The results of the study do not provide direct support for the Partial Awareness hypothesis as they are only compatible with this hypothesis if the assumptions listed above have led to potential confounds. Assuming the potential confounds are not significant, the results nevertheless fit well with other parts of the literature hypothesising that consciousness is graded. One example is the radical plasticity thesis, positing that information processing is graded and continuous, taking place over many interconnected modules consisting of processing units and thus explicitly assumes that representations are graded, dynamic, active, and constantly causally efficacious [23]. Moreover, Tononi & Koch [32] posit in their Integrated information theory that consciousness is a completely graded fundamental property, possessable by various physical systems, even systems much simpler than the human brain. The results also fit with the REF-CON model according to which subjective experience is a graded phenomenon that fundamentally relates to how and to which degree information is available for (certain kinds of) action [24,33].

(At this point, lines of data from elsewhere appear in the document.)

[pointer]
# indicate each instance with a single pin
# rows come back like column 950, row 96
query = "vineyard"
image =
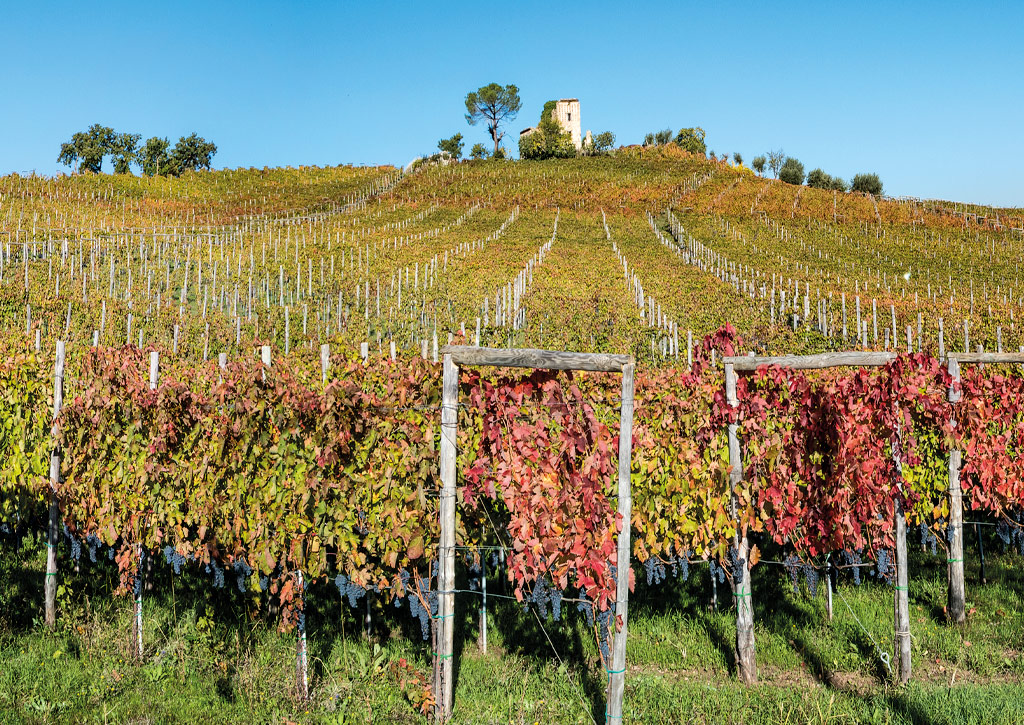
column 307, row 445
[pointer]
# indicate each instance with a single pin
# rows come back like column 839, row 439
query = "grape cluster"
column 737, row 565
column 544, row 595
column 885, row 567
column 681, row 565
column 173, row 558
column 604, row 621
column 586, row 607
column 92, row 541
column 853, row 559
column 811, row 577
column 792, row 564
column 927, row 538
column 218, row 573
column 74, row 544
column 655, row 569
column 716, row 571
column 349, row 589
column 424, row 615
column 242, row 571
column 474, row 569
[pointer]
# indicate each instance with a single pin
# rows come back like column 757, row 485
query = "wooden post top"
column 858, row 359
column 545, row 359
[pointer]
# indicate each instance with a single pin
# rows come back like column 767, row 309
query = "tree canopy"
column 192, row 154
column 819, row 179
column 87, row 148
column 494, row 104
column 792, row 171
column 453, row 146
column 692, row 139
column 155, row 157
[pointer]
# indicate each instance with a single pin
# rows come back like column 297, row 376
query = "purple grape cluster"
column 173, row 558
column 545, row 596
column 218, row 573
column 792, row 564
column 737, row 565
column 242, row 572
column 853, row 560
column 348, row 589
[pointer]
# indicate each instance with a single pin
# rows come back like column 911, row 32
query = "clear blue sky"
column 929, row 95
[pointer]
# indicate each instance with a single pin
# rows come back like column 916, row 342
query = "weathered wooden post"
column 53, row 526
column 445, row 573
column 955, row 602
column 616, row 673
column 902, row 599
column 747, row 666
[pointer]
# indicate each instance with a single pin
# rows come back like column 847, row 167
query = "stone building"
column 566, row 113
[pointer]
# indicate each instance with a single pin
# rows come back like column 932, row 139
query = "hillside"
column 650, row 246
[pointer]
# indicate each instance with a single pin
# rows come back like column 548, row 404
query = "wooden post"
column 445, row 573
column 301, row 654
column 955, row 601
column 828, row 608
column 52, row 529
column 747, row 666
column 902, row 599
column 616, row 673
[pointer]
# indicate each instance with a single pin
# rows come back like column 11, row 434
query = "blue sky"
column 929, row 95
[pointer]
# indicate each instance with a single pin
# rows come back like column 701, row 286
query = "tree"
column 792, row 171
column 604, row 141
column 868, row 183
column 819, row 179
column 192, row 154
column 692, row 139
column 155, row 158
column 775, row 161
column 452, row 145
column 124, row 148
column 87, row 148
column 494, row 104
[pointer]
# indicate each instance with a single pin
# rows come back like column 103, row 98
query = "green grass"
column 215, row 655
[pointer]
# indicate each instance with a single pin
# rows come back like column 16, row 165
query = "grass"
column 215, row 655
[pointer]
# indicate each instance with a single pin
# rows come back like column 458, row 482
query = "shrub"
column 868, row 183
column 792, row 171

If the potential confounds are not significant, the results suggest that weak conscious experiences are not fragments or partial elements that are pieced together as the graded representation becomes more conscious. Rather, they suggest that graded experiences are holistically “unclear”–i.e. that the property of being a “holistic representation” is preserved at all levels of degradation. Future modes of investigation can focus on specific features of stimuli and investigate whether these are rated gradually or all-or-none. Another possible approach can be similar to the present experiment, in which we target specific levels of representations.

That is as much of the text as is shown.